Regi manyun. "Eh, celana ini pas untuk di pantai, Dy." Ia pun menyodorkan satu celana pendek berbahan jeans di mana ia yakin saat Maudy kenakan, tampilannya akan semakin seksi. Agak lama sebelum Maudy memasukkan benda itu ke dalam kopernya. "Pokoknya lo harus terus kabarin kita, ya. Jangan enggak."

"Beres," sahut Maudy dengan cengiran lebar. "Lo enggak perlu khawatir. Tempat tinggal gue sudah terjamin keamanannya. Lagian laki lo juga benar-benar, deh. Masa iya segala catering aja disiapin sama restorannya. Macam gue enggak punya uang aja," sungut Maudy. "Gue itu mau wisata kuliner juga di sana."

"Lo, ya, bukannya makasih malah ngeluh aja. Itu tuh bentuk perhatian Barra buat staff-nya yang oke macam lo. Belum tentu yang lainnya dapat benefit begitu."

Maudy ngakak yang mana membuat Regi mencibir galak. "Iya-iya. Sampaikan makasih gue ke Boss Barra, ya," kerlingnya jahil.

"Ucapkan sendiri, ah. Males gue. Bukan penyambung lidah."

Sekali lagi Maudy tertawa.

"Tapi, Dy," Kali ini Regi memperlihatkan keseriusannya bicara. Ia menoleh dan menggenggam tangan Maudy dengan erat. Hal ini membuat Maudy mengernyit heran. Tak biasanya Regi begini. "Lo ... enggak ada masalah yang ditutupi dari gue, kan?"

Maudy menatap lekat sosok sahabatnya ini lalu tersenyum lebar. Menggeleng cepat juga penuh ketegasan di sana. "Enggak, kok. Gue serius. Enggak ada yang gue pikirkan. Gue memang mau resign. Mau menjajal dunia kerja baru tapi nanti setelah gue benar-benar refresh gitu. Yah ... selama ini, kan, gue jarang banget ngambil cuti. Lo tau sendiri, kan, kita mesti berhemat?"

Regi terkekeh mendengar ucapan Maudy. "Hemat dalam dunia kita itu bagaimana, ya?"

"Sialnya bukan hemat tapi borosnya melebihi kaum sosialita kasta atas."

Mereka tertawa bersama.

"Tapi gue minta maaf banget, ya, enggak bisa antar lo ke bandara."

Di sela tawanya, Maudy menggeleng pelan juga mengontrol bicaranya. "Santai aja, lah. Gue diantar Mami, kok."

"Tadinya gue pengin minta tolong Bobby antar gue ke bandara,"

Belum selesai Regi berkata, Maudy sudah keburu menyela. "Ngapain? Buang-buang waktu aja."

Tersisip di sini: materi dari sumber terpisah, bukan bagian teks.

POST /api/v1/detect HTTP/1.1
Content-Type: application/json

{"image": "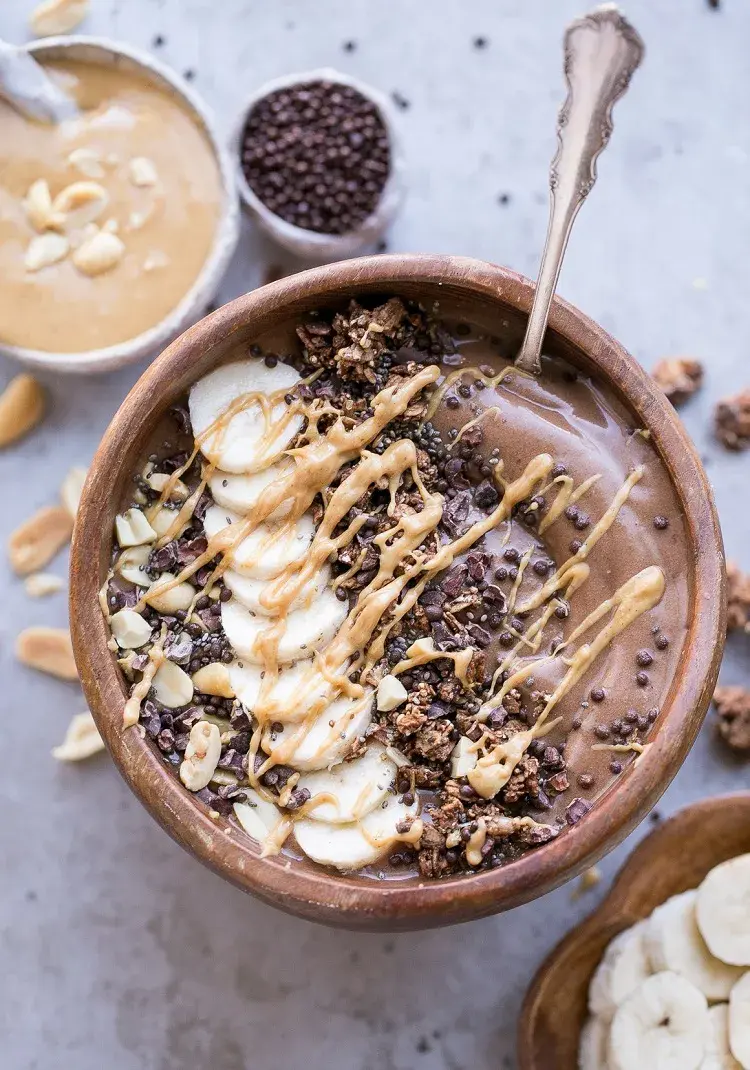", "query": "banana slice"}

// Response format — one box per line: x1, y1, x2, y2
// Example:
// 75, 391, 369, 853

727, 975, 750, 1068
646, 891, 743, 1003
297, 743, 396, 825
578, 1017, 610, 1070
609, 970, 711, 1070
294, 795, 418, 870
203, 505, 315, 580
221, 587, 347, 664
261, 691, 373, 773
588, 921, 652, 1022
209, 461, 294, 519
700, 1004, 743, 1070
224, 567, 327, 616
229, 660, 330, 724
234, 788, 285, 845
695, 855, 750, 966
188, 358, 303, 472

Regi tak segan menjitak kepala temannya itu yang mana langsung direspon dengan pekikan sakit serta lirikan tajam. Andai sahabatnya ini bukan dalam keadaan hamil, sudah pasti Maudy balas perlakuannya. Biasanya kalau mereka adu balas seperti ini, yakin lah, korban tak berdoa bernama bantal yang bercecer isinya menjadi sasaran paling empuk dari keganasan tingkah mereka.

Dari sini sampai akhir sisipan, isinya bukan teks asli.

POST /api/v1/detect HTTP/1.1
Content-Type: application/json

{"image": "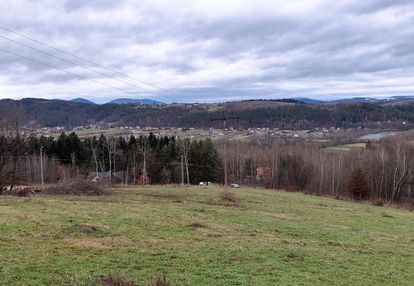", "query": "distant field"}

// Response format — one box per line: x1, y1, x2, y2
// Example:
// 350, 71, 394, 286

"Niat baik gue selalu aja lo mentahin. Heran gue!" salak Regi dengan sorot kesal.

"Kalau lo antar gue sama Bobby, gue malas, lah. Ngapain coba?" Maudy melipat tangannya di dada. "Lagian, Rex, mending lo di rumah. Kondisi lo juga kadang drop kadang sehat. Hargai lah pas lo sehat dan enakan gini. Gue enggak tega lihat lo kadang pingsan dan lemah," kata Maudy dengan prihatin. "Gini-gini yang di dalam perut buncit lo ini, ada ponakan gue tauk!"

Yang Maudy katakan itu benar. Sebagai seorang sahabat bagai kepompong ini, menjaga salah satunya tetap sehat dan waras itu perlu. Apalagi Regi tengah hamil juga mertuanya cerewet luar biasa meskipun baik hati dan kaya raya.

"Iya, Bawel! Kayak Mama lo, ah!"

Maudy tergelak. Dalam hatinya ia selalu bersyukur akan penerimaan keluarga Herdiyanto pada Regi. Barra yang tulus menyayangi dan mencintai sahabatnya. Ah ... itu sudah lebih dari cukup dari doa-doa Maudy yang dikabulkan Tuhan. Dion? Alah! Ke laut aja!

"Beruntungnya lo. Gue enggak diantar sama Bobby, kok. Dia lagi pulang kampung."

Maudy berdecih. Tak peduli dan bukan urusannya mengenai Bobby. Memangnya dia siapa? Orang yang tak penting yang mendadak hadir di hidupnya ini.